Now my kid is getting a bunch of extra minutes for one class (to allow the passing periods for the kids who are having lunch then?). Where did those minutes come from? From advisory? It's a mystery.
I don't get it. Are middle schoolers old enough to not be supervised or not? Is instructional time important or not? If you require the parents of 11-14 year olds to send their kids somewhere for about 7 hours a day, how can the mechanics of feeding them or in many cases simply allowing them to feed themselves be overwhelming? In educating children, keeping them alive is like the bare minimum of what we can ask. Stuff like eating lunch, going to the bathroom, etc. It feels like their needs as a human take a back seat to issues of how to deal with an underfunded state education system.
If Washington state paid for enough lunch supervision and enough space for students to eat lunch in, we would never be having this conversation. We should be writing to the legislature. Our kids' basic human needs should not be an afterthought.

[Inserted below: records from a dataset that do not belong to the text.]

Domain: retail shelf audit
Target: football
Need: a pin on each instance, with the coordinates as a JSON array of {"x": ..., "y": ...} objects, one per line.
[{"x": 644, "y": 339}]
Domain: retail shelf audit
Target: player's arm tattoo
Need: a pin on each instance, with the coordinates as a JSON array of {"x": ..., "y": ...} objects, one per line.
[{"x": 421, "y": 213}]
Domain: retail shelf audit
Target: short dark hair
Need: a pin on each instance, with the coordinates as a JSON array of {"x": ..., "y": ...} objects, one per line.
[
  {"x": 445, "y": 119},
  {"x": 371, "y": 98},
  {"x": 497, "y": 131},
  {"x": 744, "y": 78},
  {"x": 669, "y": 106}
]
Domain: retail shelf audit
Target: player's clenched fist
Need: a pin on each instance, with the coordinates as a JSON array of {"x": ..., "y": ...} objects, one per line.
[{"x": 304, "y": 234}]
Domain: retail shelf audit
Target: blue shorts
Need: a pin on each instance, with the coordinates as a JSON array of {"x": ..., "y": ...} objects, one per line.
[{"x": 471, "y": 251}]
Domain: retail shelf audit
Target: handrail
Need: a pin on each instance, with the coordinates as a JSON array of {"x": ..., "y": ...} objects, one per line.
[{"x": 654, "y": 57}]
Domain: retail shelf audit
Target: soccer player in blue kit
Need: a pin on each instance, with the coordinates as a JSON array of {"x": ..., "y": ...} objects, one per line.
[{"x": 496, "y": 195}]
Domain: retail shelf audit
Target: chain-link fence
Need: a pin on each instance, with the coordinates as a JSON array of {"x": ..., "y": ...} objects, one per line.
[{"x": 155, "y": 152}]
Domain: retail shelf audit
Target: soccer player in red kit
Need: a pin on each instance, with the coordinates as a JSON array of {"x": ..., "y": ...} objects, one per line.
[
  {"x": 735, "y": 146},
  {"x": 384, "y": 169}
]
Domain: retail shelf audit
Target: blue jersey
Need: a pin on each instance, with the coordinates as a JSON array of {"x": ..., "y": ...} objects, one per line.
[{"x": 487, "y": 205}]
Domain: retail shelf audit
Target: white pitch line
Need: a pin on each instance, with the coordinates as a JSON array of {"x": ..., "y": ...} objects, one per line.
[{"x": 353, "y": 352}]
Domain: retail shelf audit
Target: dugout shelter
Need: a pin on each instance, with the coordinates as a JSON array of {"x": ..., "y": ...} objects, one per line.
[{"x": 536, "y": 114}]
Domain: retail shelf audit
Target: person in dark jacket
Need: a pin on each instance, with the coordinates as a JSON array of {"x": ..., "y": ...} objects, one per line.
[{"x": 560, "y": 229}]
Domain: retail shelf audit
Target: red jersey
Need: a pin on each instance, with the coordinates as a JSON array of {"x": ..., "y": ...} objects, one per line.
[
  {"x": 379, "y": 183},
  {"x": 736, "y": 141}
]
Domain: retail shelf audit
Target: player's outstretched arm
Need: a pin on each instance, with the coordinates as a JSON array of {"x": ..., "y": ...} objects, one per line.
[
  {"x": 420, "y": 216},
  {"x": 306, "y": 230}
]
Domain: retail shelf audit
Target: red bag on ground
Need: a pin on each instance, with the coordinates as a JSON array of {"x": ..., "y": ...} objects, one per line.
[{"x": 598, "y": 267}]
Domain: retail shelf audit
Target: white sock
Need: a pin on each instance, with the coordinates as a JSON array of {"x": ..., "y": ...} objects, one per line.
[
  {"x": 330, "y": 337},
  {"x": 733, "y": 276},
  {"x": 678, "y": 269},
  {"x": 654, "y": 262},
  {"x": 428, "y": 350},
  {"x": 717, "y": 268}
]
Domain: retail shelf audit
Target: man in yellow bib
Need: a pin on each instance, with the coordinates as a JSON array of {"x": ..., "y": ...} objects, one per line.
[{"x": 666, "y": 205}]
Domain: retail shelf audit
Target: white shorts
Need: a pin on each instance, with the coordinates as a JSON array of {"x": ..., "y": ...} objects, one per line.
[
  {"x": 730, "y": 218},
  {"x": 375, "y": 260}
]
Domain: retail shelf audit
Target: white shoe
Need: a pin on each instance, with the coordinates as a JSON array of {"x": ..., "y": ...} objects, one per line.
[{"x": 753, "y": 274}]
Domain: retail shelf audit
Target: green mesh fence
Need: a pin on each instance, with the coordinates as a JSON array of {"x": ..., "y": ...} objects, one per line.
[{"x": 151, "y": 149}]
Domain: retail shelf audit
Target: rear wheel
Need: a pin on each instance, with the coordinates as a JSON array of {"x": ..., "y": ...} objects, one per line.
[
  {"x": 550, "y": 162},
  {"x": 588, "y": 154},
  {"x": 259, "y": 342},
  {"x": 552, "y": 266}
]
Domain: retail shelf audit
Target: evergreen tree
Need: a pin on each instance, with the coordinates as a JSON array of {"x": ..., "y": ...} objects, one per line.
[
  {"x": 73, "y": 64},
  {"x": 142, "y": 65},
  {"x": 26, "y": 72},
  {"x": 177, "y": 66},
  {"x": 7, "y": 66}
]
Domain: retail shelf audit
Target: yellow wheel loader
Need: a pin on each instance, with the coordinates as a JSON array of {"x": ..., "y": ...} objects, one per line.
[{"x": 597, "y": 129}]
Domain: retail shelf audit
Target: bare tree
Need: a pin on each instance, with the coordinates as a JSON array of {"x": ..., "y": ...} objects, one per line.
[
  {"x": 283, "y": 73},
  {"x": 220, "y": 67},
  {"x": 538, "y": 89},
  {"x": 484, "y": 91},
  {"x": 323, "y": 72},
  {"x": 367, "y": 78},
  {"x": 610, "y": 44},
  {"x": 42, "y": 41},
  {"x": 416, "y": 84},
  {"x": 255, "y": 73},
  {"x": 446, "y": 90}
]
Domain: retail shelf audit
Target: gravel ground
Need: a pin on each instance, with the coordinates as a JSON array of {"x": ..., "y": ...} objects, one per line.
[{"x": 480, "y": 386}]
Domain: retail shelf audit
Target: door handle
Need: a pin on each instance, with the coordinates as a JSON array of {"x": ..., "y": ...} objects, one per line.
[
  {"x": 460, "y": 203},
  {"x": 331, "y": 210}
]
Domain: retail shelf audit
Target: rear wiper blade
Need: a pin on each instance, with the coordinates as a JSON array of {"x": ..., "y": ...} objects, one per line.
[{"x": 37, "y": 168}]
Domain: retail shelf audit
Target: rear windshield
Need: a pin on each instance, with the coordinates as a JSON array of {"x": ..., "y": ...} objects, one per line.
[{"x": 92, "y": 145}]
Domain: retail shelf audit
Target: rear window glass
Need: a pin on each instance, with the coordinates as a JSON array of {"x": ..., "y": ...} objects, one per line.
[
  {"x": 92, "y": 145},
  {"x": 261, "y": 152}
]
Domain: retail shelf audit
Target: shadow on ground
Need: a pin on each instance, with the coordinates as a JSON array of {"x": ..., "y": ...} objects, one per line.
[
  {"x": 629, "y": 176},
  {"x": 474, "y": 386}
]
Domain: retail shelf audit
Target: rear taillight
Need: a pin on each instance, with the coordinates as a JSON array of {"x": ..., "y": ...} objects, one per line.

When I was in middle school we were allowed to go anywhere outside on campus and eat our lunch. I used to sit on a concrete sidewalk next to one of the buildings with a group of friends and eat. Why can't Seattle's middle schoolers do that?
(That said, Roosevelt freshman are supposed to stay on campus for lunch but that never happens.)
Great points about basic human needs; I think it appalling that over at Washington, girls have to practically beg to use the bathroom.
Summarizing her overly-long email that failed to provide a justification for making kids break-up their science labs, math lessons, band sessions, test-taking, etc:
FACT: Cafe Capacity per fire marshall = 562 bodies
FACT JAMS enrollment / 2 lunches = 471 kids
FACT: With *2 lunches*, cafe is severely under-utilized by 91 bodies!
FACT: JAMS has low Free & Reduced Lunch ratio: 240/942 (25%)
FACT: Principal email highlighted teachers were *not* consulted (Instead, she talked about the custodian union 609 gave the ok as did "Central Office" {but she tell central office so it knew that teachers and parents and kids were not consulted AND the cafe is significantly undercapacity and JAMS would have to enroll at least 170 MORE kids before approaching the cafe cap to run 2 lunches?})
Note student reporters interviewed JAMS security and JAMS cafe servers, who said this change was problematic and would make it much harder on them. Another fact; JAMS is a school with HCC, who historically have very low-rates of purchasing hot-lunch, meaning the lunch lines are not long.
When a middle school must go to a 3rd lunch because it has hit a hard boundary with its cafeteria capacity rating, that is understandable. If kids cannot access lunch in time to eat, that is also another reason to make a change. BUT neither of these conditions apply. This change is unnecessary, inequitable, and damaging to student learning in a corrosive way. It must be stopped.
Other Seattle middle schools that hit capacity constraints tipped into a third lunch out of absolute necessity, but there is NO necessity at JAMS, therefore protecting the student education must come first.